Mercoledì mattina. Si torna allo schema iniziale. Ciampi se il Polo ci sta, Jervolino ce la votiamo da soli (con Rc e Lega). Veltroni si è troppo spinto su Ciampi, stamattina a telefono con D’Alema tutti e due in realtà si mostrano dubbiosi e mosci su Rosetta. Sbagliato. Deve essere la nostra candidata. Meno male che ci sto lavorando da giorni con i gruppi parlamentari.

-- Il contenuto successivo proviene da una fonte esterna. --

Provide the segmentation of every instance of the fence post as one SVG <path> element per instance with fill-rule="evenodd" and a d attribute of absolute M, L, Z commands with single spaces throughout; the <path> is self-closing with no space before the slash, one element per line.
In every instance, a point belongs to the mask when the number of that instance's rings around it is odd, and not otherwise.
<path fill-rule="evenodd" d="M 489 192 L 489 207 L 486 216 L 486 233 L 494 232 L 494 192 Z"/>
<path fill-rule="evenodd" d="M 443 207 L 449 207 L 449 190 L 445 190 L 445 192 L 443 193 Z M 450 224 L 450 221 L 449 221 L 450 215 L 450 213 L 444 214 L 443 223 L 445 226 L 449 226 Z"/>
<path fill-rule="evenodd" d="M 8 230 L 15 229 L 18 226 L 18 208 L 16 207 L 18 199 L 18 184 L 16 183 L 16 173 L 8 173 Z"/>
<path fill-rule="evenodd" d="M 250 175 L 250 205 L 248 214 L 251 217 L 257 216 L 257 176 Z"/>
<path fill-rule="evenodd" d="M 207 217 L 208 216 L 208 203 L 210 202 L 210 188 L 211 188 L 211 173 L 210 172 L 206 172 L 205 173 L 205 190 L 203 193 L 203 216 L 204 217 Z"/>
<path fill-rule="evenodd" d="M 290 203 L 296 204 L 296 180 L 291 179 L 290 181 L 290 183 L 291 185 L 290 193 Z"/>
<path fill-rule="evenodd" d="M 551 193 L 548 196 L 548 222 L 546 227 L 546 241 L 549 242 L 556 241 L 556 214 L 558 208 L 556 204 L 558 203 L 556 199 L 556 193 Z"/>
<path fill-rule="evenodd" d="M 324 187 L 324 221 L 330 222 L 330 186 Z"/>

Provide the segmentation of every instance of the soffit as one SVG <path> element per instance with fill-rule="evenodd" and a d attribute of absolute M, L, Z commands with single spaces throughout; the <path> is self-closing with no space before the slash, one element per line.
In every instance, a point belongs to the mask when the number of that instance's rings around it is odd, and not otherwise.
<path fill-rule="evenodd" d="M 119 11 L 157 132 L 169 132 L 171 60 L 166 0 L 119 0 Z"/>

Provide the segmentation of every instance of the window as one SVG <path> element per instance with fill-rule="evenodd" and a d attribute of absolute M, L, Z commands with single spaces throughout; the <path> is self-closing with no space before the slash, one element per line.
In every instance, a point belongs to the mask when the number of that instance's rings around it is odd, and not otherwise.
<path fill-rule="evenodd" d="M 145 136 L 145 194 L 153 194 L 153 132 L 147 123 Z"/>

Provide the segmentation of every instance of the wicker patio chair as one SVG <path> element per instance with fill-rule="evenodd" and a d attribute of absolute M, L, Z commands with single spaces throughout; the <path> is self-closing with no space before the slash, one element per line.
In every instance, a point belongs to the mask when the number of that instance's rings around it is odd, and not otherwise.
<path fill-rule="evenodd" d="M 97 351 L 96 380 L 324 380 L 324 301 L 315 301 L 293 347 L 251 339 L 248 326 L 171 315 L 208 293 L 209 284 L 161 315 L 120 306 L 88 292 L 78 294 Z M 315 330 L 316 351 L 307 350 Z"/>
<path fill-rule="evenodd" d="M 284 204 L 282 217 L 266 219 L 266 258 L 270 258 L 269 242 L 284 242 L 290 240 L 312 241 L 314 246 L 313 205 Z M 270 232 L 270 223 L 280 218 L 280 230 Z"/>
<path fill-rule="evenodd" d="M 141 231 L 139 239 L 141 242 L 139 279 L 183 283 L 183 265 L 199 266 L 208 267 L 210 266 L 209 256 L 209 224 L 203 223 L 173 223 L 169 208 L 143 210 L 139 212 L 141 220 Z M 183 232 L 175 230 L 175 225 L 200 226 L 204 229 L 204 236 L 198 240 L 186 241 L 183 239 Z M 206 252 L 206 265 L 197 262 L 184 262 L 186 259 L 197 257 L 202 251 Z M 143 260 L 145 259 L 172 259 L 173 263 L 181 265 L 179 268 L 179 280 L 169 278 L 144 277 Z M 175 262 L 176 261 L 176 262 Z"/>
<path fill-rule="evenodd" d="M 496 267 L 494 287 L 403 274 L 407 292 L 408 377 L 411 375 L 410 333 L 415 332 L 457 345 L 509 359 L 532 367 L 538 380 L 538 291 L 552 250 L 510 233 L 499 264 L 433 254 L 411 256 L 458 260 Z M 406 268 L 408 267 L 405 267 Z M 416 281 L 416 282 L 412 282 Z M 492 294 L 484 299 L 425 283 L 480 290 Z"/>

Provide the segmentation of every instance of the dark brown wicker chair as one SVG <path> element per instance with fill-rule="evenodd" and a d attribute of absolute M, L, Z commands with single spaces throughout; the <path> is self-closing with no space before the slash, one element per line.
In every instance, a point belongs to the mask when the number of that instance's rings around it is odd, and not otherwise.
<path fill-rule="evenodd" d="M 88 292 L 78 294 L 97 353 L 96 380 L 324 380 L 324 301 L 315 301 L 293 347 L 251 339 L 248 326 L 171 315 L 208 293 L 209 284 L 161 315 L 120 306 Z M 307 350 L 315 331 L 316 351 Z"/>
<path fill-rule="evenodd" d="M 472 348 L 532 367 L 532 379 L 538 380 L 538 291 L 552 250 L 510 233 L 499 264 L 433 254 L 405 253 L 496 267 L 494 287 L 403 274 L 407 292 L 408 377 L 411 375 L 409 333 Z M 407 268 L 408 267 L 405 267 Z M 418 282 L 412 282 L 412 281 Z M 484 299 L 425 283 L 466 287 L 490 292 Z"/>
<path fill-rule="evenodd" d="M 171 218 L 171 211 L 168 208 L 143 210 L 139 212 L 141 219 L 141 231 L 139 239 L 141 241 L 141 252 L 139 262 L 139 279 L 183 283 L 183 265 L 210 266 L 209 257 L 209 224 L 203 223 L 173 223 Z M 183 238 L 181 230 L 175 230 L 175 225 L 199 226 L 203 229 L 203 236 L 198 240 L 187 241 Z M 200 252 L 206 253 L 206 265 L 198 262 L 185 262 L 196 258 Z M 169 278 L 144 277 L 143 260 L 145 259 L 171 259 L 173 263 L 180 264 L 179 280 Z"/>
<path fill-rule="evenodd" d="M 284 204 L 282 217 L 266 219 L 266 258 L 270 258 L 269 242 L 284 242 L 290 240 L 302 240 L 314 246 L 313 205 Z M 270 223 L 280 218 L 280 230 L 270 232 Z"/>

Mercoledì, ore 12. Mi chiama Ferrara, lo mando in missione da Berlusconi. Mi richiama dicendo che Berlusconi ci sta su Ciampi. La notizia si propaga, forse è andata. Blocco le donne, D’Alema chiama Veltroni dicendogli la cosa e richiamando una mia frase del giorno prima (Veltroni ha fatto il lavoro sporco, non me lo sarei mai aspettato). Alle 15 D’Alema incontra il Polo. Berlusconi gli fa un discorso confuso, e tre nomi: Ciampi, Amato e Mancino. D’Alema gli chiede quantomeno di tacere. Poi incontra la Lega, possibilista. Più tardi dirà a Mastella di parlare con Bossi per convincerlo ad essere della partita. Di ritorno a palazzo Chigi cominciano le agenzie: il Ccd, poi An, Segni, etc… si dicono per Ciampi. Lui chiama Bertinotti che in una telefonata comica gli dice di non poter votare per Ciampi se non dice qualcosa contro la guerra. D’Alema lo manda gentilmente a quel paese. Prodi annuncia che viene al vertice delle 19, poi telefona e dice che non viene più. Piscitello non gli dà il permesso. Ferrara mi dice che Letta gli ha telefonato dicendo: “Basta con la Dc!”. Alla Camera Berlusconi mi prende da parte e mi chiede di fare Amato ministro del Tesoro. Sarà così, gli dico. D’Alema si ingelosisce, per questo e a causa del fatto che mentre vedeva il Cavaliere gli era arrivata una telefonata per me nel suo ufficio alla Camera. Veltroni viene nel suo ufficio, gli parla del complimento che gli ho fatto. La giornata si chiude in trionfo. Ma la politica quanto è vanesia!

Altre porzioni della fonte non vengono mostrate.